The Essential Guide To Luxury Travel
While you may be used to backpacking around the globe, sourcing a cheap last minute deal when you want to get away from it all and finding the lowest priced flights you possibly can when venturing overseas, there’s nothing wrong with traveling in luxury once in a while. While you might think luxury travel is all top floor honeymoon suites, first-class air travel and spending obscene amounts of money, it’s actually a lot more nuanced than that. Those who spend the most and shout the loudest about their wealth don’t tend to travel in luxury; they are simply traveling and splashing their cash around. Take a look at this essential guide to tell you what it really means to commit to a period of luxury travel.
Size Isn’t Everything
While luxury travel used to mean staying at the highest quality world class hotels, the discerning traveler is now looking for a more personalized experience. It’s not unusual for a high-end traveler to opt for a boutique and chic hotel. Sure, they’ll still demand the finest room in the property and expect the highest level of customer service, personal touches and the most luxurious furnishings, but they won’t necessarily need to be staying in the Hilton, Dorchester or Savoy to achieve this. Many people don’t want to line the pockets of hospitality fat cats and would instead like to support the bespoke and more exclusive accommodation options.

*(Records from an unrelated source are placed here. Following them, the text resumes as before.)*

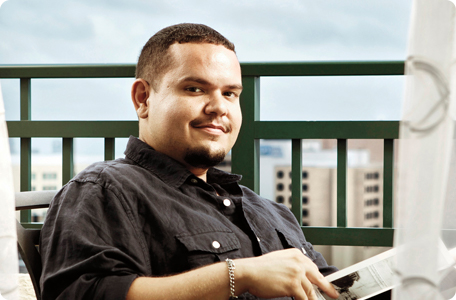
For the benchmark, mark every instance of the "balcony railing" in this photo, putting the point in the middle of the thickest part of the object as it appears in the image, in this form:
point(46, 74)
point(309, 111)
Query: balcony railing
point(245, 154)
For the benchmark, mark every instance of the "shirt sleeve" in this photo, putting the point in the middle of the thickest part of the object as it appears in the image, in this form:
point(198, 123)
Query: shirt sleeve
point(90, 246)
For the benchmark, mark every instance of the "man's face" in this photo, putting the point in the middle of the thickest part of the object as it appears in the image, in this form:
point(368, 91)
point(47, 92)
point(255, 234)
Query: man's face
point(195, 116)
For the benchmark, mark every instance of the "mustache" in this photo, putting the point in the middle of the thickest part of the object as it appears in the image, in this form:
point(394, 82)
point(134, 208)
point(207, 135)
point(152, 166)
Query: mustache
point(199, 122)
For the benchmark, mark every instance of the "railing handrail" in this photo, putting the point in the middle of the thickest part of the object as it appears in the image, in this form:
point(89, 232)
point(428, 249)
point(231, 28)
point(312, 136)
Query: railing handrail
point(245, 154)
point(314, 68)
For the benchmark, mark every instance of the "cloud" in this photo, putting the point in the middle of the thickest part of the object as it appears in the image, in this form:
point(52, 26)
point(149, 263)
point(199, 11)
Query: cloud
point(114, 31)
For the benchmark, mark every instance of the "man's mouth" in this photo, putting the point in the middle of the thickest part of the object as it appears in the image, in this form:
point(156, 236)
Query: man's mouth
point(211, 127)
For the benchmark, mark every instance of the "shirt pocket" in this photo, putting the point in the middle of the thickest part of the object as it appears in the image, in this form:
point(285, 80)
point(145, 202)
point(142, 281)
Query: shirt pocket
point(209, 247)
point(293, 241)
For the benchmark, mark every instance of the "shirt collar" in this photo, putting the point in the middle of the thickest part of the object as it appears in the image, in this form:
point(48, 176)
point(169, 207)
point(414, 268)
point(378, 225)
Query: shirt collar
point(167, 169)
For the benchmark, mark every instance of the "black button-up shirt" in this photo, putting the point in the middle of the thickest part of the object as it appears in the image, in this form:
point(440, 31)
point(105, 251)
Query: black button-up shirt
point(147, 215)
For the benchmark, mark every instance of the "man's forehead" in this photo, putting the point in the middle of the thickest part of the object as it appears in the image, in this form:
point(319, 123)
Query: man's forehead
point(204, 58)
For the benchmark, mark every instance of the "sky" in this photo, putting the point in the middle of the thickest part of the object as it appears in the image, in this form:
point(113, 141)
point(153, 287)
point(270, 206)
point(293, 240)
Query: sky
point(114, 31)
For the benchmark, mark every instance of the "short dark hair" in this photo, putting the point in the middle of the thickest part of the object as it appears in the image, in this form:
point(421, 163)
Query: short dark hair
point(155, 59)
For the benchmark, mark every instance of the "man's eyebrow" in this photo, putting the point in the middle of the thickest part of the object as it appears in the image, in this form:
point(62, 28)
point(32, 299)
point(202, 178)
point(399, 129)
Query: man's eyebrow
point(205, 82)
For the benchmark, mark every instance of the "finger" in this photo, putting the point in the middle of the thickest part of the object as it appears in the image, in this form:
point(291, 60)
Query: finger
point(320, 281)
point(308, 288)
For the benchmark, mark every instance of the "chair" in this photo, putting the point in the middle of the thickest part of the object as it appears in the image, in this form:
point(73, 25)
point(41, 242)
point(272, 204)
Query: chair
point(28, 238)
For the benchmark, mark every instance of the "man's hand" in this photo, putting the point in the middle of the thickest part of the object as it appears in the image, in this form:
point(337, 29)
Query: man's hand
point(281, 273)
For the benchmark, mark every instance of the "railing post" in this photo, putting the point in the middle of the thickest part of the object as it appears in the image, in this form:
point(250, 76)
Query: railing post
point(296, 179)
point(341, 183)
point(67, 160)
point(110, 148)
point(245, 153)
point(388, 179)
point(26, 145)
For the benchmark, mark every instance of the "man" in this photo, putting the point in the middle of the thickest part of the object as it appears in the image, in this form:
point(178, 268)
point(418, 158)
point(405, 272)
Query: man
point(162, 223)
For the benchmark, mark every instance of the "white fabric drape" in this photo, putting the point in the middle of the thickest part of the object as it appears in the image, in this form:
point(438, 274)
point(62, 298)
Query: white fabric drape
point(427, 161)
point(9, 266)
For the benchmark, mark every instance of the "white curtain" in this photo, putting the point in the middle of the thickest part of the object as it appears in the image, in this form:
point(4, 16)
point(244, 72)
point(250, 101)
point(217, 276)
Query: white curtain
point(426, 202)
point(9, 266)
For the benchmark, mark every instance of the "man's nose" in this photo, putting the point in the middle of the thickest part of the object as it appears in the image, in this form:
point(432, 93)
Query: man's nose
point(216, 105)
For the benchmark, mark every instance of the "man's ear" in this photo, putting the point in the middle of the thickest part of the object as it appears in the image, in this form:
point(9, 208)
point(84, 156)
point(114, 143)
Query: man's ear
point(140, 92)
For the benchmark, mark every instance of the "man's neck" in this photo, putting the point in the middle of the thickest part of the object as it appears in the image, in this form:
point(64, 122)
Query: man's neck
point(200, 173)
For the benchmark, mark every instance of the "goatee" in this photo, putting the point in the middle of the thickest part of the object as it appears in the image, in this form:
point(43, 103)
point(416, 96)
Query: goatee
point(203, 158)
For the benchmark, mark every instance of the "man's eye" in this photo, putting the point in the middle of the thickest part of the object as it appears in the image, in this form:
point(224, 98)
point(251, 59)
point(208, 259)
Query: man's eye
point(194, 89)
point(230, 94)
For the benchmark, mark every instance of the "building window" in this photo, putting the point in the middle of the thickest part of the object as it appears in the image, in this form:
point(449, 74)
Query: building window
point(279, 199)
point(49, 175)
point(49, 187)
point(280, 187)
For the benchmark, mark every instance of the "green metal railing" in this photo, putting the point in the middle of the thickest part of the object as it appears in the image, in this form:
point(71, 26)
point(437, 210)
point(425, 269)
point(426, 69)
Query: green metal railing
point(245, 154)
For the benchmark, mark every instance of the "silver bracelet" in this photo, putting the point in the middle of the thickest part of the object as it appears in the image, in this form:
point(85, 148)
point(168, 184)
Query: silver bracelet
point(231, 268)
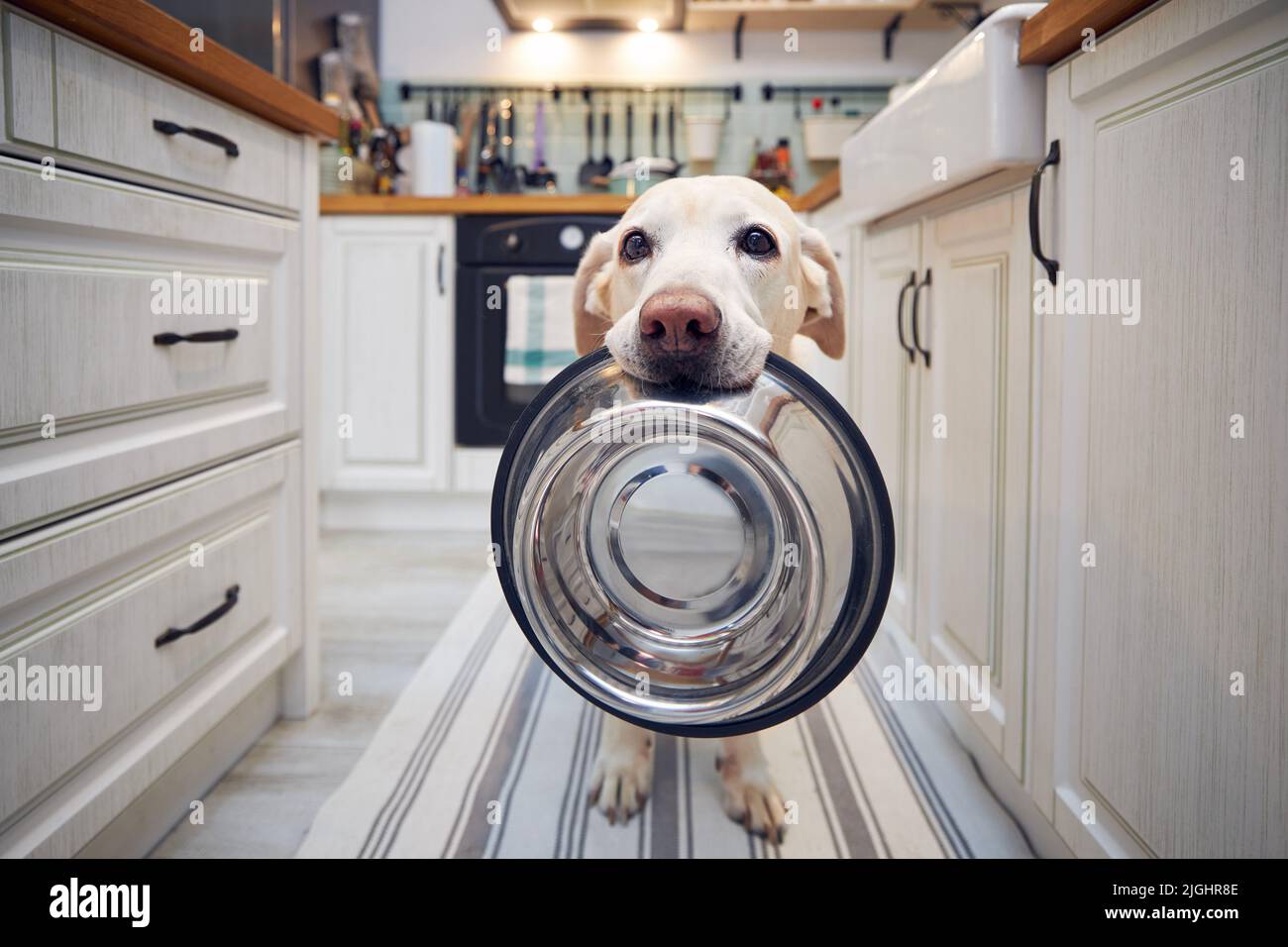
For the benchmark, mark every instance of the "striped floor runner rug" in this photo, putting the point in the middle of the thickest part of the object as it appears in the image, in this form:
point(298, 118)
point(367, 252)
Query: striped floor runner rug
point(488, 754)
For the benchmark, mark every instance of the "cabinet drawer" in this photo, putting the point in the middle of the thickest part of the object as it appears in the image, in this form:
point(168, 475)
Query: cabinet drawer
point(88, 341)
point(98, 591)
point(103, 108)
point(90, 272)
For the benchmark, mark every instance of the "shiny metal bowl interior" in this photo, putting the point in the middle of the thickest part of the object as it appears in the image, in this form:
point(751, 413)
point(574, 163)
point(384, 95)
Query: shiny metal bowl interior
point(697, 562)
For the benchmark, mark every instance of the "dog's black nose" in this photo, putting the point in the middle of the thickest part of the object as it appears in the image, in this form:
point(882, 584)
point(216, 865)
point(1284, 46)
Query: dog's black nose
point(679, 322)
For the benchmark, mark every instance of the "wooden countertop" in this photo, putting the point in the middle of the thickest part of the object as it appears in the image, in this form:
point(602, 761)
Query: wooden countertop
point(1055, 31)
point(815, 197)
point(142, 33)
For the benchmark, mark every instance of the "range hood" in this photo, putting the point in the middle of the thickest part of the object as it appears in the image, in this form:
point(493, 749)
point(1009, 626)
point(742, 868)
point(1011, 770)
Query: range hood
point(591, 14)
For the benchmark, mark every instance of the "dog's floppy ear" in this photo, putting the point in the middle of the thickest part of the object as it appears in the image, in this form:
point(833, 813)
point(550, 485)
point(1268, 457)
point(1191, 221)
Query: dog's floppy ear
point(824, 299)
point(590, 292)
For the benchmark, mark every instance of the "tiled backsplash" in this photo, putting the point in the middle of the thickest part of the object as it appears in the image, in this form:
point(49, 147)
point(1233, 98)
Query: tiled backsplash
point(566, 129)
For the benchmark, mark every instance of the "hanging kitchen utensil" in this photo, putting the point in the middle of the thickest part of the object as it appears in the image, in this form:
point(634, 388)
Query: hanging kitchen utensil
point(540, 175)
point(589, 167)
point(465, 145)
point(605, 163)
point(670, 136)
point(511, 172)
point(488, 157)
point(696, 562)
point(653, 119)
point(630, 131)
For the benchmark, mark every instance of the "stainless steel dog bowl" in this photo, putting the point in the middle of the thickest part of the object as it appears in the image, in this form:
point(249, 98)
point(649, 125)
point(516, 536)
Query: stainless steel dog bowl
point(696, 562)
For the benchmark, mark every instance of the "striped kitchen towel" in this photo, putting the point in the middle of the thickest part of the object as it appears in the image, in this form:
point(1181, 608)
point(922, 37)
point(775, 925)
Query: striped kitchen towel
point(539, 334)
point(487, 754)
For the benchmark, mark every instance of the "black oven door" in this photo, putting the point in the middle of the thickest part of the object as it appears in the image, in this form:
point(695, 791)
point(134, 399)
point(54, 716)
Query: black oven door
point(490, 252)
point(487, 405)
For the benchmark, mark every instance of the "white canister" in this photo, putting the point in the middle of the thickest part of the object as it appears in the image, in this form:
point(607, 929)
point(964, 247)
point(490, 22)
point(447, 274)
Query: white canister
point(703, 133)
point(433, 159)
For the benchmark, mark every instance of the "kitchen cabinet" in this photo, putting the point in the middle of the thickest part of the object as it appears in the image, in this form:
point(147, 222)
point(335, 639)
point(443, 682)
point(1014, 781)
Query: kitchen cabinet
point(944, 401)
point(971, 433)
point(156, 495)
point(889, 389)
point(1160, 714)
point(386, 343)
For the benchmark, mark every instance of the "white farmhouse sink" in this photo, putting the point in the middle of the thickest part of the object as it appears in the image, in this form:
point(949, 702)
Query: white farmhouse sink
point(974, 112)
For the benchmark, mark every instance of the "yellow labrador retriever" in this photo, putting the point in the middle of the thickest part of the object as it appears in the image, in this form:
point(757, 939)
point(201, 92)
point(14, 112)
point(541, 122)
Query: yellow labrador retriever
point(699, 279)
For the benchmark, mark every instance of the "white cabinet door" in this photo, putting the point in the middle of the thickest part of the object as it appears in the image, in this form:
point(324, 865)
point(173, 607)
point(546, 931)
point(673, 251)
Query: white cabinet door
point(888, 393)
point(1166, 669)
point(973, 427)
point(386, 341)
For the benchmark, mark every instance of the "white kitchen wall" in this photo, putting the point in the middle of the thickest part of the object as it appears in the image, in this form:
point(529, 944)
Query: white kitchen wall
point(449, 43)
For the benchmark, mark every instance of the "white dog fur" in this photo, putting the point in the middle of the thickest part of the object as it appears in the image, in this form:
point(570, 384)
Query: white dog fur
point(696, 231)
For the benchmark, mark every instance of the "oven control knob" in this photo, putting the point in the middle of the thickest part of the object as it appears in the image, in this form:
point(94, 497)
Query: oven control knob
point(572, 237)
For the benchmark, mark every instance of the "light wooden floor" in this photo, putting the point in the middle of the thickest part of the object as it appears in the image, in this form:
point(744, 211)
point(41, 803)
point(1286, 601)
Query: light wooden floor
point(382, 600)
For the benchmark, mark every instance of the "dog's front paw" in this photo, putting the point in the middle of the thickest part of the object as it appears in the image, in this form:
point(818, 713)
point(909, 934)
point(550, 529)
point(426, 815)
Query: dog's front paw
point(750, 793)
point(623, 771)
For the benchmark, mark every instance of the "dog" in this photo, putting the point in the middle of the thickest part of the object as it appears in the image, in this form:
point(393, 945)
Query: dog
point(699, 279)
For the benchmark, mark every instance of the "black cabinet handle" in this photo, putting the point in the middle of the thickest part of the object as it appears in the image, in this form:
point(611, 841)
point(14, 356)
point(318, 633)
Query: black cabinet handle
point(170, 128)
point(230, 600)
point(915, 295)
point(898, 316)
point(1052, 266)
point(175, 338)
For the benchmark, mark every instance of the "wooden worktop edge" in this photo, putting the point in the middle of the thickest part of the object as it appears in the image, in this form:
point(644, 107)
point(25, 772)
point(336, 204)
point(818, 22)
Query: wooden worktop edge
point(143, 34)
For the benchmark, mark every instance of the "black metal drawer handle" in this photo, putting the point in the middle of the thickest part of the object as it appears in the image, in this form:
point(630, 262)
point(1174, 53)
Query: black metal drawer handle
point(214, 335)
point(230, 600)
point(915, 295)
point(898, 316)
point(1052, 266)
point(170, 128)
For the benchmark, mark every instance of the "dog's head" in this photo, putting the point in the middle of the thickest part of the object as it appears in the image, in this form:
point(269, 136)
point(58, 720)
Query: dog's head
point(700, 278)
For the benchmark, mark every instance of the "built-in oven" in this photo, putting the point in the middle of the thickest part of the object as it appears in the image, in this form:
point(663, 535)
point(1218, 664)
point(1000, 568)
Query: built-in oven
point(490, 253)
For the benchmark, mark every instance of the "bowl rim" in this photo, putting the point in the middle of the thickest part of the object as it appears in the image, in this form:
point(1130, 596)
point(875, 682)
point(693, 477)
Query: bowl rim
point(854, 596)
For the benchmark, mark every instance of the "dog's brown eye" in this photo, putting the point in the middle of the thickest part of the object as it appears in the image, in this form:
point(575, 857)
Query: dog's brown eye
point(636, 248)
point(758, 243)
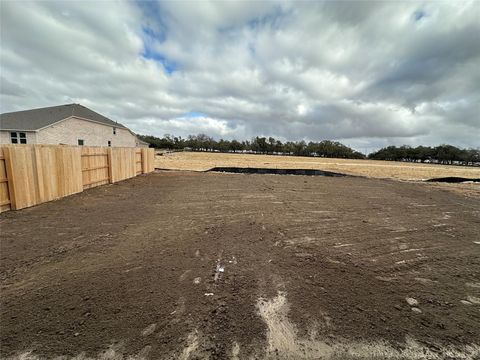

Often luxury travelers shun hotels altogether and instead opt for a service residence. This gives a level of autonomy to a vacation where you aren’t necessarily within a hotel complex, yet you know that your room will be cleaned every day and there is staff available should you need them. By heading to a hotel or serviced apartment, you are opting for a more exclusive form of accommodation. You are the one setting the trend rather than following the crowds.
Experiences Are Everything
Back in the 1940s and 1950s, a status symbol of luxury travel was the size and cost of the souvenir you brought home with you. It wasn’t unheard of for people to travel to Kenya on safari to bring home the tusk of an elephant and support the ivory trade. This practice is now thankfully banned, and society would not accept such an abhorrent act. While some people still strive for an expensive souvenir, most luxury travelers opt to spend their money on authentic experiences rather than flashy material items.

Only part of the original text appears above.